Monday, 7 December 2009

The Lost Art of Walking. . .



The Lost Art of Walking by Geoff Nicholson is a fun and informative read - the kind of non-fiction that I most like; an equal blend of personal musing amidst some interesting and fascinating research.
There are chapters on obsessive and competitive walkers, walking terms, songs about walking, street photographers, walking in literature and in the movies, and discourses on two of the world's great walking cities - London and New York. There's a funny bit about trying to join in and understand a psychogeography festival (he fails on both accounts), and the undertaking of a personal challenge - walking the length back and forth of London's Oxford Street six times in one day starting at 6am and ending just before midnight. In this chapter he evokes Woolf's essay "Oxford Street Tide" and so I dug out my little copy of The London Scene: Six Essays on London Life and read the piece in question, marvelling as Nicholson does, that tortoises were once for sale on the sidewalks. It's interesting that both Woolf in 1931, and Nicholson in the 21st century, make reference to how commercial and crass the street is and point out that real Londoners avoid it. Not "refined" writes Woolf; "too popular" adds Nicholson, especially with the tourists. Well, yes - I always head there at least once when I'm in London. I like going to Selfridges and I rather enjoy the energy and bustle.

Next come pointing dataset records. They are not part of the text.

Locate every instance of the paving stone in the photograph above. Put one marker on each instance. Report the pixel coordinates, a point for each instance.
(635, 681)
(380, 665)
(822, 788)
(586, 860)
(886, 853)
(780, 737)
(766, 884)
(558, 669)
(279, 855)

I do love this passage where Woolf also sees the hectic street as a type of 3-D orchestral jigsaw:
Parcels slap and hit; motor omnibuses graze the kerb; the blare of a whole brass band in full tongue dwindles to a thin reed of sound. Buses, vans, cars, barrows stream past like the fragments of a picture puzzle; a white arm rises; the puzzle runs thick, coagulates, stops; the white arm sinks, and away it streams again, streaked, twisted, higgledy-piggledy, in perpetual race and disorder. The puzzle never fits itself together, however long we look.
My favourite walking essay by Woolf is "Street Haunting" and I wonder if Nicholson has read it. It's absent from the useful Walking Bibliography he has included at the back of his book.